I'm not sure what the indeterminate is all about. The lack of bone marrow results is a concern for people with SLL, I think.

You can also look into ZV or ZVO to see if insurance covers it. A 5 year followup abstract on the Phase 2 BOVen were published at ASH, too, and on paper look better than AMPLIFY.

ash.confex.com/ash/2024/web... 1867 Multicenter Phase II Trial of Zanubrutinib, Obinutuzumab, and Venetoclax (BOVen) in Treatment-Naïve Chronic Lymphocytic Leukemia: 5-Year Follow up, Retreatment Outcomes, and Impact of MRD Kinetics (ΔMRD400).

That was an MRD driven study, 8 to 24 cycles ZVO depending on MRD status. Phase 2 trials don't aim for balanced demographics, but they did include Del17p/mutated TP53,

With a median treatment duration of 10 cycles (interquartile range [IQR] 8-14) uMRD4 by flow cytometry:

96% in peripheral blood

92% in bone marrow and peripherla blood

The most common grade ≥3 AEs were neutropenia (26.9%), thrombocytopenia (7.7%), lung infection (5.8%)." AMPLIFY saw AE≥3 neutropenia in AV of 32.3%, AVO 46.1%, FCR/BR 43.2%. Oddly, AMPLIFY did not report thrombocytopenia.

=seymour=

TLSAtlanta• in reply toSeymourB1 month ago

Thanks for all this. The ZV studies are not far enough along to have made it to the NCCN guidelines so not yet an option unless you get into the study. The stats you quoted don't distinguish the unmutated vs mutated, is that right? Its my mutated status that makes my doc confident I will get good results with the AV protocol.

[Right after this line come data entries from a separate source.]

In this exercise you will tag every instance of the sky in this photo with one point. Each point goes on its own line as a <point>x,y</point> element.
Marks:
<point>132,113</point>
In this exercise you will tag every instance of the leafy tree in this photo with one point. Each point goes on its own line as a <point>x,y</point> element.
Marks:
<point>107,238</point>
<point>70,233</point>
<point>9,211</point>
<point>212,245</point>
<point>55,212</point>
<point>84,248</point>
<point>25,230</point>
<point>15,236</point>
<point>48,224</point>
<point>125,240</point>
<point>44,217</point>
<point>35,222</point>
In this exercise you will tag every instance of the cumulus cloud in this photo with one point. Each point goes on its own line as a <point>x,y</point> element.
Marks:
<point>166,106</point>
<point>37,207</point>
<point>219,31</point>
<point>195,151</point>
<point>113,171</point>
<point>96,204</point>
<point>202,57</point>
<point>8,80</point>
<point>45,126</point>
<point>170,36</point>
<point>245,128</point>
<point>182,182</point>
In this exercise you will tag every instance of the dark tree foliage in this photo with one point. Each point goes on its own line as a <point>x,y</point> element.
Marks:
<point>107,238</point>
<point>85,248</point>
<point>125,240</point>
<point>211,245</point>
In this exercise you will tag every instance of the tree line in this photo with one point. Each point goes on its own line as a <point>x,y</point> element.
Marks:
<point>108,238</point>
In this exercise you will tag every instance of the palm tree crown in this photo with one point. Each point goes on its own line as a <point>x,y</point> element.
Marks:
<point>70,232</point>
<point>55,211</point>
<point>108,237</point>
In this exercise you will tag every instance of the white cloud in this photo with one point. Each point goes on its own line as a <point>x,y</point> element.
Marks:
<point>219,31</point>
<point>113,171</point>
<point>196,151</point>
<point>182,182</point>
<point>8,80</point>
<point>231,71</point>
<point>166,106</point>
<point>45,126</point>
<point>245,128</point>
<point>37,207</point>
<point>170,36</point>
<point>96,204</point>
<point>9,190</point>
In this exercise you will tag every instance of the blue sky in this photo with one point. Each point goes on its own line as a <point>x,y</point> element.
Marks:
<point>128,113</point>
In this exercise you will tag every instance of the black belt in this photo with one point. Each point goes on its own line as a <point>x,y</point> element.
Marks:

SeymourB• in reply toTLSAtlanta1 month ago

TLSAtlanta -

The NCCN endorsement is huge. But doctors in the U.S. can request any combination of drugs that have already been approved singly or in combination as off-label. They typically write a letter to the insurance company providing evidence to justify it. So it's not out of the question. On Facebook, we saw patients doing AV and AVO before AMPLIFY results and before the NCCN.

Likewise, you could also try for a Pirtobrutinib combo. There's preliminary evidence from the Phase 2 trial that I participated in (PVO) at M.D.Anderson. I haven't heard of anyone doing that yet, though. Before I did the trial in 2023, my own local doctor had offered me Pirtobrutinib monotherapy based on its approval for relapsed/refractory Mantle Cell Lymphoma. But I wanted the combo and testing from MDA.

=seymour=

Skyshark• in reply toSeymourB1 month ago

I'm not sure why it would be any more used in US than Ven + Ibr which is also in the NCCN guidelines and both separately approved.